The Huffington Post: Get to the Doctor, Dr. Ahmadinejad!

One of the many chants heard outside of Mahmoud Ahmadinejad’s campaign headquarters before the Iranian presidential election was “Doctor boro Doctor,” which means “Go to the doctor, Doctor.” This chant refers to Ahmadinejad as its subject (“Doctor” because he has a PhD in civil engineering), and it suggests that he see a doctor, namely, a psychiatrist, to get his head checked.

I’m the last person to take any mental health issues lightly, as I’ve had more than my fair share. But when it comes to racking up crazy points, Dr. Ahmadinejad wins the prize. And how am I qualified to make this assessment, you might ask. Well, as an outspoken advocate for those with bipolar disorder (A.K.A. myself), I know a thing or two about insanity.

One of the few benefits of having completely lost your mind is that you can spot crazy a mile away. Or in this case, thousands of miles away thanks to the wonders of technology. Not only can you spot it moreover, but you can also learn to distinguish some of the many distinct flavors of madness. There’s the blue-raspberry flavor, for example: the kind that makes sense only to the person tasting it but baffles all those around her, watching in awe and revulsion as her tongue and lips turn an unearthly shade of blue. Then there’s the lemon-lime variety that leaves no visible stains but can wreak havoc on the psychological pH. And of course, there are the countless even weirder permutations: kiwi-strawberry, cranapple-grape, pineapple-mango, açaí-pomegranate. And forget about all the other peculiar combinations that pass for “punch.”

So, where does Ahmadinejad fit in this rainbow of fruit flavors? Well, from the looks of things, he’s got his hands in every color, and they’re starting to bleed. Perhaps if we try to sort out each hue, we can begin to understand this mutant and learn from him.

The most prominent shade of insanity in Ahmadinejad’s current arsenal of ingredients is psychopathy, a term that has as of late lost favor with much of the medical community. The preferred term today, as identified in the bible of psychiatric diagnoses known as the DSM-IV, is “antisocial personality disorder.” This new label, no matter how politically correct, however, is highly misleading. I mean, I hate most people and don’t particularly enjoy socializing—does that mean I have antisocial personality disorder?

Dr. Ahmadinejad might like people and love parties, but he clearly enjoys torture and bloodshed as well. I would argue that the latter traits are more diagnostically significant than the former ones. There has to be some sort of bright-line rule that separates the misanthrope from the murderer.

Thus, I propose that the medical community move to formally and exclusively resurrect the term psychopath where the honor is due, if only for basic public health and safety purposes. If someone is identified as a psychopath, then people immediately know what they’re dealing with. No conscience, no sense of morality, and little, if any, impulse control.

“Antisocial personality disorder” just doesn’t sound like what it means, and as a writer, this annoys me. The beauty of a label like “psychopath” is that it evokes such strong and immediate associations. As Iranians today, perhaps our closest associations with the word “psychopath” are now Ahmadinejad and Khamenei, and I would argue that the title is well-deserved. As they continue their campaign of terror, they are earning new and even more appropriate titles by the day, and none have yet come close to capturing the ever-widening spectrum of insanity that has come to define these leaders’ motivations.

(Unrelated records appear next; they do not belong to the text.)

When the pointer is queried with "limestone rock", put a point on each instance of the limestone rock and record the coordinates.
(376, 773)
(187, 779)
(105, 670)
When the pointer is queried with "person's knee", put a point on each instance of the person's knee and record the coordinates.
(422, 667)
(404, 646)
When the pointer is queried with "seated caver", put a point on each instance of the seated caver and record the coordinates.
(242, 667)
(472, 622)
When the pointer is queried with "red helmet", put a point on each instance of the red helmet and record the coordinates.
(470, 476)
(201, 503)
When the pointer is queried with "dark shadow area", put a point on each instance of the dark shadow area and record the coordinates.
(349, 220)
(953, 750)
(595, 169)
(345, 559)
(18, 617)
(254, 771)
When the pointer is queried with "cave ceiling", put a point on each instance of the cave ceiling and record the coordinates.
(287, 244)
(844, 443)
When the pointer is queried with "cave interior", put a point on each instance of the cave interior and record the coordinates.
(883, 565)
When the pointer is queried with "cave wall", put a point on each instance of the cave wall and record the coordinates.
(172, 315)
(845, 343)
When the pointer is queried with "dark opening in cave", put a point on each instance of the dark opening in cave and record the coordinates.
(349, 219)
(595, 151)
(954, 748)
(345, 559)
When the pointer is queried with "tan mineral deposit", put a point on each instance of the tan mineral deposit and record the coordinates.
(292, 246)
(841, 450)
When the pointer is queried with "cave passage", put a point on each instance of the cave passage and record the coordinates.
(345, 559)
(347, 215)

Ahmadinejad is now being called AhmaGHInejad and Ayatollah Khamenei is now being called AyaKHOLlah Khamenei. In Farsi, “ahmagh” means imbecile and “khol” means fool. They are certainly living up to these monikers and far surpassing them. To be stupid, sick and foolish is unfortunate. But to be violent and homicidal is a recipe for retribution. Many Iranians, including myself, would have more remorse for killing a fruit fly than they would, say, for killing either Khamenei or Ahmadinejad today. But not so fast. Maybe we can capitalize on Iranians’ respect and aptitude for research and medicine and apply some of the lessons of science’s dear drosophila here.

There is no psychiatric drug as of yet that can cure a psychopath. But why not begin to research the possibilities of creating one with these two gentlemen as our first human subjects? I can think of no two finer specimens for such a study, and I have no doubt that the Iranian medical community would happily allow them to contribute to the field of medicine in this small way until they do us all the honor of departing this earth.